Sound familiar? By now nearly everyone has seen or heard the story of a killer Great White Shark in Jaws, a hit novel turned into a blockbuster movie. Few people realize, however, that the story broadly follows the events depicted in what many people consider one of the best of American novels. Published in 1851, Moby Dick has been making waves ever since.
The author, Herman Melville, was born in New York on August 1 1819. As a youth in a large family he suffered many insecurities due to the family's constantly changing fortunes. As a young man he worked as a farmer and seaman, the latter providing most of the material for several of his later novels and essays. In his 20s Melville found fame with two novels based on imaginary happenings in the South Pacific. Moby Dick, ironically, was not well received. Afterwards, Melville produced another masterpiece, Billy Budd. He continued writing until his death in 1891.
Why has Moby Dick since become such a classic despite its initial lukewarm reception? Melville had a keen eye for not only the human condition but for the tenor of his times: the Unites States was in his day a country of disadvantaged and mistreated immigrants (many of whom became sailors and laborers), with untrammeled capitalism crushing both nature and man underneath its new country exuberance. His stress on the individual and fate-often pessimistically, or at least realistically——were harbingers of the future of literature.
Why does the story of Moby Dick continue to enthrall generation after generation? The story line is simple enough: a mad sea captain vows revenge against a white whale shich, on a previous expedition, bit off one of his legs. In his vain attempt at “justice” against nature, the captain meets the ultimate tragedy. This was no documentary, however; the characters and setting become vehicles for far larger and more universal themes of the setbacks and successes of the human spirit as well as its darker urges. So accurately does Melville depict the whaling scenes and sea voyages that the reader is taken on an exhilarating ride. Coupled with the absorbing, mad Captain Bhab, the book is “a good read” even by 20th century standards.

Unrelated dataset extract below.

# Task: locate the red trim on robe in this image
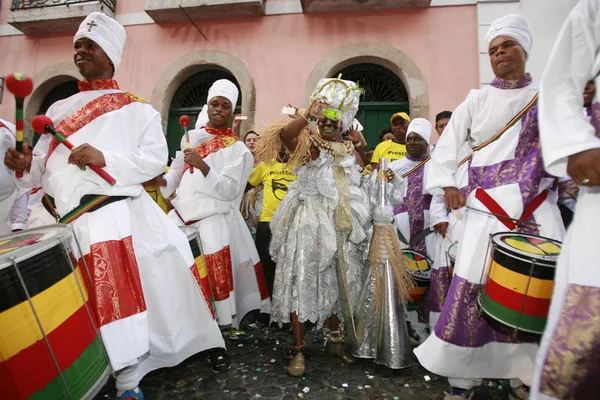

Earlier in this century, the Nobel Prize winner Ernest Hemingway penned the Old Man and the Sea, another story of a man's struggle with nature on the open ocean. This theme strikes a chord in Americans, whose culture developed along the Atlantic coast of North America and whose seaward passage from the Old World took them to the colonies of the 18th century or the young country of the 19th century by the millions. This fascination with the maritime still holds today: over half the population of the United States lives in counties touching the Atlantic, Pacific, or Gulf coasts. Perhaps some future writer will once again use the metaphor of sailors and the sea to create yet another Great American Novel.